I complain about form but when given the chance to write in open form, still find some rhyme, some repetition etc.  But it’s not regular rhyme, meter, line length, or number of lines per stanza.  It just now and then finds order, which is how we find life isn’t it?  Life comes with occasional poetry – meeting the right person, at the right time etc.  But in even in this open form... the editing process felt the same as editing everything else, including prose.  I pulled out a lot more than thought I would.  With editing in general, I often remove what was the seed of the thought – grown itself into redundancy. 

It is a chaotic world, but we do occasionally find order.  The God I believe in gave us brains to sort out our universe as best we can… and perhaps much of the meaning we find in our existences is from this discovering of occasional poetry – creating families, art, relieving suffering for our fellow humans.  Perhaps chaos, like our own mortality, is the sweetener of our lives - and poetry would not be possible without it. 

Paul says to seek great images.  What a great way to think of language… and doesn’t it help conceptualize voice.  If what we recall are not phrases but images, necessarily it let’s us prioritize effect over words.  And doesn’t an image express an emotion so much better than describing the emotion… picture worth a thousand words etc, Maybe the more a writer focuses on effect, image, mood, the less likely he/she is to stray into exhibition, the less tempted he/she will be by lovely metaphors, which don't serve the story. 

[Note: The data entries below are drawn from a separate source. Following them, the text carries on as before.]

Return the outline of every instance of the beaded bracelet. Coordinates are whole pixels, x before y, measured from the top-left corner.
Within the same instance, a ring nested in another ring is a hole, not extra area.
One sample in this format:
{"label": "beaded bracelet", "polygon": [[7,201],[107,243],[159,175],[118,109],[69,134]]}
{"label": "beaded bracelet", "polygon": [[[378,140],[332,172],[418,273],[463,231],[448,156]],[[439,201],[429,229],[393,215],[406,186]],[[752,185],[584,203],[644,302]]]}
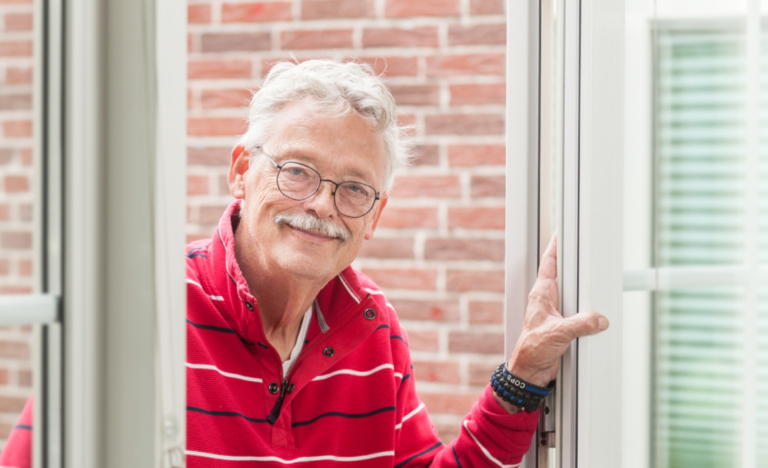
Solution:
{"label": "beaded bracelet", "polygon": [[493,391],[502,400],[523,411],[536,411],[544,401],[544,397],[552,393],[554,386],[554,381],[546,388],[526,382],[509,372],[505,363],[499,364],[491,376]]}

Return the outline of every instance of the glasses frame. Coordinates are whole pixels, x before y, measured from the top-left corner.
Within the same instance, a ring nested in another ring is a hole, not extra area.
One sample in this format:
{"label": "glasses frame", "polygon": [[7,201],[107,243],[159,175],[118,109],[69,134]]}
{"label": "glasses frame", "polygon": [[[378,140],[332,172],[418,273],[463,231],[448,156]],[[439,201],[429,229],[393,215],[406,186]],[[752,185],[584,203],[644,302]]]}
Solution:
{"label": "glasses frame", "polygon": [[[331,179],[323,179],[323,177],[320,175],[320,173],[319,173],[319,172],[317,172],[317,169],[315,169],[315,168],[313,168],[313,167],[311,167],[311,166],[308,166],[308,165],[306,165],[306,164],[300,163],[300,162],[298,162],[298,161],[286,161],[286,162],[284,162],[283,164],[278,164],[277,162],[275,162],[275,160],[274,160],[274,158],[272,158],[272,156],[270,156],[269,154],[267,154],[267,153],[264,151],[264,148],[262,148],[261,146],[256,146],[255,148],[256,148],[257,150],[259,150],[259,152],[260,152],[261,154],[263,154],[264,156],[266,156],[266,157],[267,157],[267,159],[269,159],[269,162],[271,162],[271,163],[272,163],[272,165],[274,165],[274,166],[275,166],[275,168],[277,168],[277,175],[275,176],[275,184],[277,185],[277,189],[280,191],[280,193],[281,193],[281,194],[282,194],[284,197],[286,197],[286,198],[290,198],[291,200],[296,200],[296,201],[302,201],[302,200],[306,200],[306,199],[308,199],[308,198],[312,197],[314,194],[316,194],[318,190],[320,190],[320,185],[321,185],[323,182],[330,182],[330,183],[332,183],[332,184],[334,185],[334,189],[333,189],[333,193],[332,193],[332,195],[333,195],[333,206],[336,208],[336,211],[337,211],[337,212],[338,212],[340,215],[342,215],[342,216],[344,216],[344,217],[347,217],[347,218],[352,218],[352,219],[362,218],[363,216],[367,215],[368,213],[370,213],[370,212],[371,212],[371,210],[373,209],[373,207],[374,207],[374,206],[376,206],[376,201],[377,201],[377,200],[381,200],[381,192],[377,192],[375,188],[373,188],[372,186],[370,186],[370,185],[368,185],[368,184],[366,184],[366,183],[364,183],[364,182],[358,182],[358,181],[356,181],[356,180],[342,180],[341,182],[334,182],[334,181],[332,181]],[[280,188],[280,171],[282,171],[282,170],[283,170],[283,167],[284,167],[286,164],[288,164],[288,163],[298,164],[299,166],[303,166],[303,167],[306,167],[307,169],[309,169],[309,170],[311,170],[312,172],[314,172],[315,174],[317,174],[317,177],[320,179],[320,180],[317,182],[317,187],[315,187],[315,189],[312,191],[312,193],[310,193],[309,195],[307,195],[307,196],[306,196],[306,197],[304,197],[304,198],[294,198],[294,197],[288,196],[288,195],[286,195],[286,194],[285,194],[285,192],[283,192],[283,189],[281,189],[281,188]],[[350,216],[350,215],[348,215],[348,214],[344,214],[344,213],[342,213],[342,212],[341,212],[341,210],[339,209],[339,205],[338,205],[338,203],[336,202],[336,192],[337,192],[337,190],[336,190],[336,189],[338,189],[338,188],[339,188],[339,187],[340,187],[342,184],[346,184],[346,183],[354,183],[354,184],[358,184],[358,185],[365,185],[366,187],[369,187],[369,188],[370,188],[370,189],[373,191],[373,193],[375,193],[375,194],[376,194],[376,196],[373,198],[373,202],[371,203],[371,206],[368,208],[368,210],[367,210],[365,213],[363,213],[363,214],[361,214],[361,215],[359,215],[359,216]]]}

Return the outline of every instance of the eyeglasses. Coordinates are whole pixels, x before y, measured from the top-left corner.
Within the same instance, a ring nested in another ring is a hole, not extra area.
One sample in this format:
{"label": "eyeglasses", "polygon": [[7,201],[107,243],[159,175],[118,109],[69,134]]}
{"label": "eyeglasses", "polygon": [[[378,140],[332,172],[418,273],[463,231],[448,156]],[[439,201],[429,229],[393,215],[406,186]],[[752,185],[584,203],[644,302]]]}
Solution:
{"label": "eyeglasses", "polygon": [[319,172],[306,164],[296,161],[277,164],[261,146],[256,149],[277,168],[277,188],[291,200],[306,200],[318,191],[321,182],[330,182],[335,186],[333,203],[339,214],[347,218],[361,218],[373,209],[376,200],[381,199],[381,194],[368,184],[350,180],[336,183],[322,179]]}

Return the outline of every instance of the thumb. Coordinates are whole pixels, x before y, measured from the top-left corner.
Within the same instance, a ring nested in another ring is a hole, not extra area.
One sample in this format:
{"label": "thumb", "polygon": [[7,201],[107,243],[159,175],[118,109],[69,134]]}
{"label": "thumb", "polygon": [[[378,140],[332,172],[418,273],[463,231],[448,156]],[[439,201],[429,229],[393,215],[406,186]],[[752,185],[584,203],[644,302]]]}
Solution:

However… when seeking this image, I have to remember that poetry doesn’t have to tell a story.  In a story, you necessarily root it in time, place.  Without these roots, you get no mileage from the uncertainty you conjure with suggestions, hints, ambiguous winks to the reader.  But a poem may have a lyrical strength, unanchored by scene.  This seems an obvious point when you read Neruda or to some extent Langston Hughes – both have a staggering ability to freeze an instant, spin it on it’s side, expose it.  But, on the other hand… would the Love Song of J. Alfred Profrock be the same without it’s loose fitting story, the momentum it rolls out with even with its simple “Let us go then, you and I,” isn’t this a narrative device?  Doesn’t a collection of short stories boil away in Ginsberg’s America?  Doesn’t Levertov’s Uncertain Oneiromancy read like a story?  So... note to self... don’t be afraid to prioritize the lyrical.  Don’t be afraid to discard the narrative?  Just know what you’re doing.